SEX,AGE,2010,2014,Change,Growth
0,999,309347057,318857056,9509999,3.07%
1,999,152089484,156936487,4847003,3.19%
2,999,157257573,161920569,4662996,2.97%


What ages of males are driving this rapid growth? We can first filter the `census` table to keep only the male entries, then sort by growth rate in decreasing order.

In [14]:
males = census.where('SEX', 1)
males.sort('Growth', descending=True)

SEX,AGE,2010,2014,Change,Growth
1,99,6104,9037,2933,48.05%
1,100,9351,13729,4378,46.82%
1,98,9504,13649,4145,43.61%
1,93,60182,85980,25798,42.87%
1,96,22022,31235,9213,41.84%
1,94,43828,62130,18302,41.76%
1,97,14775,20479,5704,38.61%
1,95,31736,42824,11088,34.94%
1,91,104291,138080,33789,32.40%
1,92,83462,109873,26411,31.64%


The fact that there are more men with `AGE` of 100 than 99 looks suspicious; shouldn't there be fewer? A careful look at the description of the data set reveals that the 100 category actually includes all men who are 100 or older. The growth rates in men at these very old ages could have several explanations, such as a large influx from another country, but the most natural explanation is that people are simply living longer in 2014 than 2010.

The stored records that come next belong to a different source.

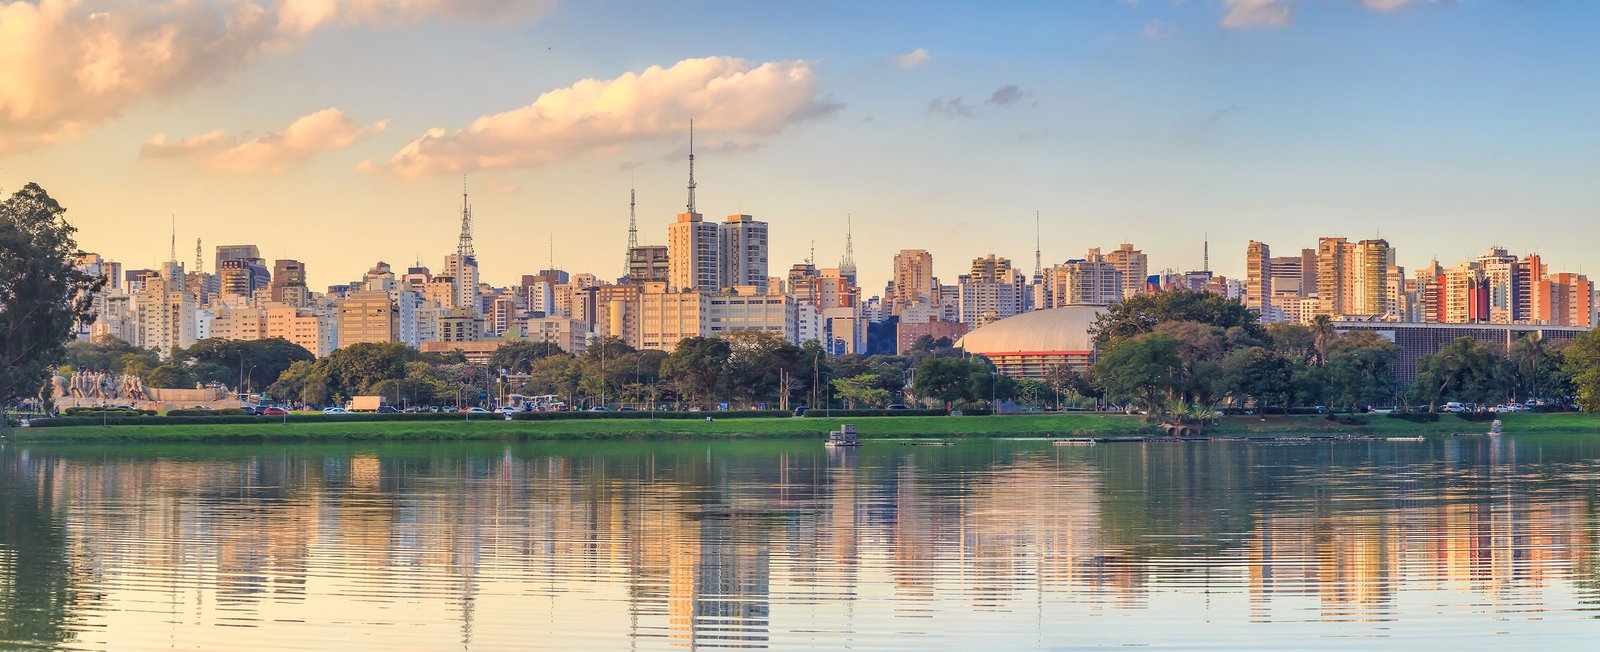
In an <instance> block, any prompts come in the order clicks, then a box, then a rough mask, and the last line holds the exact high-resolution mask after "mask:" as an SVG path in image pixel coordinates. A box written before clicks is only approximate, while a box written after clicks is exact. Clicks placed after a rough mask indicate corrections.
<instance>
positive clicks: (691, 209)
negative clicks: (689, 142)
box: [688, 118, 694, 213]
mask: <svg viewBox="0 0 1600 652" xmlns="http://www.w3.org/2000/svg"><path fill="white" fill-rule="evenodd" d="M688 208H690V213H694V120H693V118H690V205H688Z"/></svg>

The `where` method can also take an array of boolean values, constructed by applying some comparison operator to a column of the table. For example, we can find all of the age groups among both sexes for which the absolute `Change` is substantial. The `show` method displays all rows without abbreviating.

In [32]:
both = census.where(census['SEX'] != 0)
both.where(both['Change'] > 200000).sort('AGE').show()

SEX,AGE,2010,2014,Change,Growth
1,23,2151095,2399883,248788,11.57%
2,23,2066126,2298701,232575,11.26%
2,24,2082209,2301237,219028,10.52%
1,24,2161380,2391398,230018,10.64%
2,34,1913427,2170440,257013,13.43%
1,34,1908761,2192455,283694,14.86%
2,57,2036520,2237030,200510,9.85%
1,57,1910028,2110149,200121,10.48%
2,58,1963764,2163798,200034,10.19%
2,59,1914772,2148517,233745,12.21%


Many of the same ages appear for both males (`1`) and females (`2`), and most are clumped together in the 57-67 range. In 2014, these people would be born between 1947 and 1957, the height of the post-WWII baby boom in the United States.